According to the new WM trading cost analysis figures the least expensive European countries to trade in are Belgium, France, Germany and the Netherlands.
Greece and Luxembourg, however, are above the worldwide average for trading costs, while in the UK, trading fees on the buy-side are high internationally, but low on the sell-side.

WM says the service is designed to give an indication of how commissions, fees and market impact costs compare to a universe of costs in different countries.
This will allow pension fund trustees to assess the level of commissions paid by their investement managers.

The analysis is taken from a universe of data for over 150 institutions, of which 77% are pension funds, 20% investment managers and 3% global brokers.

The survey shows that in countries like Austria, Denmark, Finland, Hungary, Italy, Luxembourg, Portugal, Spain and Switzerland, where fees are low, the time of the day when brokers trade for their customers accounts for about a quarter of the extra cost of share trading.
In Luxembourg, the timing, known as market impact, accounts for more than 80% of the top-up charges.
However, in the Czech Republic, Greece, Ireland and the UK, buy-side fees account for a much larger proportion of the trading cost, the analysis suggests.
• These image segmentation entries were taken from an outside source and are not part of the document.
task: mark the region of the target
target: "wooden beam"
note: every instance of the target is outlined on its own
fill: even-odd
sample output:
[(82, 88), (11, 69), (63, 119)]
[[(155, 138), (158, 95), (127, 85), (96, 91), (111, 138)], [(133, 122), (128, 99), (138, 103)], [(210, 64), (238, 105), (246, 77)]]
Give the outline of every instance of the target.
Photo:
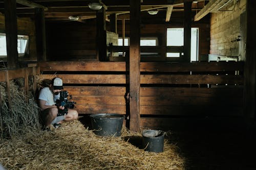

“We are trying to publish a universe where pension funds and fund managers can look at their costs by broker and by country, relative to the universe. They’ll be able to look at whether their broker is over-charging them, where they’re over-charging them and they can look at this down to an individual trade,” says Helen Johnson, a performance analyst at WM in Edinburgh.

According to Johnson, market impact and broker commissions are the most significant figures in the cost analysis. Commissions are negotiable fees, which leaves the market impact as the crucial figure. The market impact is calculated by taking the average of the high, low, open and close prices of a single stock every day. This is then compared to the price a broker has made the transaction for, on behalf of the customer. The resulting figure is the customer’s loss in basis points.

“The market impact is a very good tool to see whether you’re at the bottom of your broker’s list for executing trades – and whether they are trading, on a regular basis, at the wrong time of the day for you. So, it’s a tool people are using to negotiate their broker commissions down,” says Johnson.

The average trade in the analysis is for e31.37. The worldwide average charge for a trade, within the analysis universe, is 59.39 basis points - comprising 31.1 basis points on commission, 7.27 basis points on fees and 21.03 basis points on market impact.

The analysis supplies information for over 35,000 securities on 208 exchanges in 42 countries. The Elkins/McSherry universe maintains ongoing and historical information on 800 global managers and 1,500 global brokers.